Amazon-MGM deal could get regulatory OK soon
By Matt Collins Article may include affiliate links
The $8.5 billion deal was originally announced back in May 2021 and the deadline for U.S. and European regulators to make a call on antitrust issues is approaching quickly.
If the deal is approved, it’s not clear how long it might before be the transaction officially takes place.
Amazon would presumably move to absorb MGM content into its Prime Video service, though WarnerMedia owns the rights to the studio’s pre-1986 film and TV library, much of which is shown on Turner Classic Movies.
This would exclude big titles such as “The Wizard Of Oz,” “Singin’ In The Rain” and “2001: A Space Odyssey,” but would make Amazon owner of James Bond films and “Rocky.”
MGM no longer owns any major backlot facilities so Amazon wouldn’t acquire any significant production real estate that could be used to produce original content going forward.

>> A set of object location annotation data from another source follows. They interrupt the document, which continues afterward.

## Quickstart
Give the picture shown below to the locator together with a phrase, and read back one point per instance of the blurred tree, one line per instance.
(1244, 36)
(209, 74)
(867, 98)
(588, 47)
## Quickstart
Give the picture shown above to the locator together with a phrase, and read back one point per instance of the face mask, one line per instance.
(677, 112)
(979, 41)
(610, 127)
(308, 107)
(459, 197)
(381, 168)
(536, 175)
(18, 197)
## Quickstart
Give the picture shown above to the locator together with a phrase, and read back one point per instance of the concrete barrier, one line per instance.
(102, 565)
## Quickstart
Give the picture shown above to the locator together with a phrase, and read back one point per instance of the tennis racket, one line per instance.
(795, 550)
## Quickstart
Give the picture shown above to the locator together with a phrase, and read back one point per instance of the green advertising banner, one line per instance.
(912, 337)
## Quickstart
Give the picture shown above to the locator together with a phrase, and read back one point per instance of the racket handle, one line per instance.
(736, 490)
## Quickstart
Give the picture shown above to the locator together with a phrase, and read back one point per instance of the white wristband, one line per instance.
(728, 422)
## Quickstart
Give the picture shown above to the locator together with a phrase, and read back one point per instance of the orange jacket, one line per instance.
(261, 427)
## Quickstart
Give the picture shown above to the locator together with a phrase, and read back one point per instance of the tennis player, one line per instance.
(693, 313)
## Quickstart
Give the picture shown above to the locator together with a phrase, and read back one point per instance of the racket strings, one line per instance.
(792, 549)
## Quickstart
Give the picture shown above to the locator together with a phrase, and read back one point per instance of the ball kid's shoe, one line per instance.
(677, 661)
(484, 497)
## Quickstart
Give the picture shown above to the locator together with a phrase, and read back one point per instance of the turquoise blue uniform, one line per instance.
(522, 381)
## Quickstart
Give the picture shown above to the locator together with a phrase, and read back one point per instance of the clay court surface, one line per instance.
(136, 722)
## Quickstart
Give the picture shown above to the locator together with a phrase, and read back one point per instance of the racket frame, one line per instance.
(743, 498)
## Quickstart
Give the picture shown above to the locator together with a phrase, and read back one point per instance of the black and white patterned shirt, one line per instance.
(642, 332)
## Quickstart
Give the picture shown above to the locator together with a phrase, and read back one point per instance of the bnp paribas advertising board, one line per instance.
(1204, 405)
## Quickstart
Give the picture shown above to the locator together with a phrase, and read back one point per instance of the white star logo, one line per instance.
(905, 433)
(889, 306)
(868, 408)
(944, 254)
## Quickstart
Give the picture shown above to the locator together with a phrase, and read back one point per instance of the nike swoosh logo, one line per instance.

Amazon typically leases or rents soundstages or backlot space around the world for its in house productions.
Amazon has continued to invest billions of dollars per year to produce original content for its streaming service, which is available through its Prime membership program. That program costs $139 a year when prepaid or about $11.59 a month, which is a bit cheaper that streaming leader Netflix.
Prime does include a handful of other services, including free expedited shipping benefits, so it’s a bit hard to compare it to a content only service such as Netflix.